昨日の小6の算数の授業

 テーマは「食塩水」
 基本的には、「割合・百分率」に属する単元なので、5年の履修範囲になるんだけれど、今年は6年四月まで手がつけられなかった。「速さ」で膨大な足止めを食ったし、「分数の四則計算」でも、とんでもなく遅滞した(いや、いまだに満足するべき水準にはほど遠い)。「食塩水」「売買損益算」をやるための環境整備に手間取った。敢えて正当化を恐れずに本音を言えば、時間をかけてじっくり丁寧に扱った、と言っておきたい。
 例年なら、エイヤっと強引にひととおりあたっておいて、あとでスパイラルに演習を深めるスタイルで押していくのだけれど、今年は、そうしたパワープレイがためらわれた。子どもたちが単位時間内に消化できる量を越えてしまうことが明白だったからだ。
 では、今までは消化できていたのか。決してそんなことはない。消化不良を起こして、夏や冬の講習会で復習するとき、どれだけ絶望的な思いで基礎からやり直したことか、まるで年中行事のように、何度も何度も「食塩水」や「損益売買」を扱った。絶えざる敗戦処理を続けていくような暗い気分を押し殺しながら、演習量を増やしていった。モチベーションが上がるわけがなかった。
 まさに自己矛盾以外の何ものでもない。思い切って根本的にスタイルを変える必要があった。今年、模擬試験を変えた大きな理由のひとつがそこにあった。従来の模擬試験カリキュラムでは、僕が教える子どもたちの理解と習熟のペースと噛み合わないことが多すぎた。試験にあわせて駆け足であれもこれも詰め込みすぎて、結果として演習を深められないまま追われていくことになりがちだった。そのもどかしさを避けられない自明の理として受け入れてきたけれど、もっと、ちがった進み方があってもよいのではないかという思いが年々強まり、今年のテキスト・模擬試験の改編につながった。
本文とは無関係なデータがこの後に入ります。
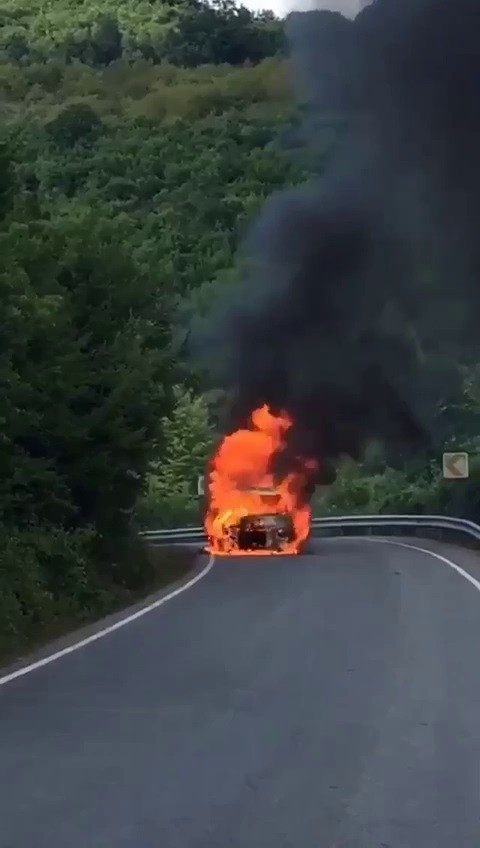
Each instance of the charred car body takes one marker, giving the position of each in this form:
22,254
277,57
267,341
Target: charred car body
258,531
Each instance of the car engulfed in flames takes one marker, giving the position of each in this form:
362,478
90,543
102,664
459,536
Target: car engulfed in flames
251,510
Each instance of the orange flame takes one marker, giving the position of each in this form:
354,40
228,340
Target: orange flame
241,484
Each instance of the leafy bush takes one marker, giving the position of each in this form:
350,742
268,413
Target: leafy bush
170,497
46,579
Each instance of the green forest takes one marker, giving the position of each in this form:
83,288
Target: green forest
138,142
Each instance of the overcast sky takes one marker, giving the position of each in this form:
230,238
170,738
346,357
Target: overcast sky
282,7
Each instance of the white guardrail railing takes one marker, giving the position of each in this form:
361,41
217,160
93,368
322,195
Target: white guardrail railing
335,526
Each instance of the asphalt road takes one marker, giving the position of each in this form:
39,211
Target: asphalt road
329,701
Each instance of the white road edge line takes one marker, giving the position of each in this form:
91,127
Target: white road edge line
107,630
457,568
 かつて、英数学館の元教頭でいらっしゃった安田先生の授業(市内の塾の希望者対象のユニークな試みであった)を拝見したとき、ああ僕はどう教えていくかという方法論ばかり考えていたけれど、ここには何を教えるべきか真剣に考えていらっしゃる方がいる、と深く感動したことがあった。後にその感想をしたためて安田先生に送ったとき、僕にはhowはあるけれど、whatがない、という言葉をつづった。
 あれから早いものでもう6年もたつ。少しはwhatを語れるようになっただろうか。howもwhatも追い求めてきたつもりだが、どうだろう、これといった確信はない。無我夢中で教えていれば満足できる歳ではない、自分の強みに絶対的な自信をもてるほどの才もない。独身のときは、つまらない大人になりたくない、と痛切に思っていたくせに、気がつけば、くだらないオヤジになったと、妻子にののしられている。まったくそのとおりであって、反論の余地はない。が、卑下しても何もうるところはない、反省したところで三日ももたない、開き直って、くだらないオヤジとして、まっとうな道を歩むべきだろう。
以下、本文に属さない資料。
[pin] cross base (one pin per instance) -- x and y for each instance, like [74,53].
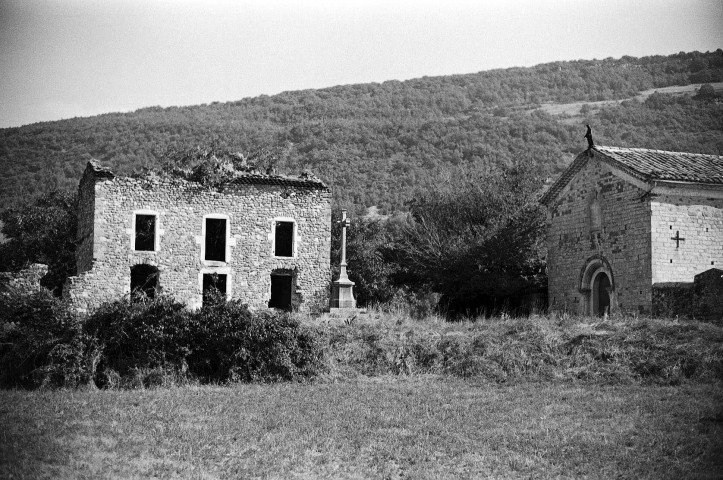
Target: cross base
[342,295]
 たかが「食塩水」から、話がそれた。朝から03教室に篭りきっていると、ついつまらないおしゃべりが過ぎる。05教室の仕切りが完成し、エアコンがとりつけられ、午後から机と椅子が搬入される。きょうは工事の音も小さく、不連続。パブロ・カザルスの無伴奏チェロ組曲を消しても、デスク・ワークができる。外で鳴くすずめのさえずりさえ耳に届く。午後からは雨もあがるだろう。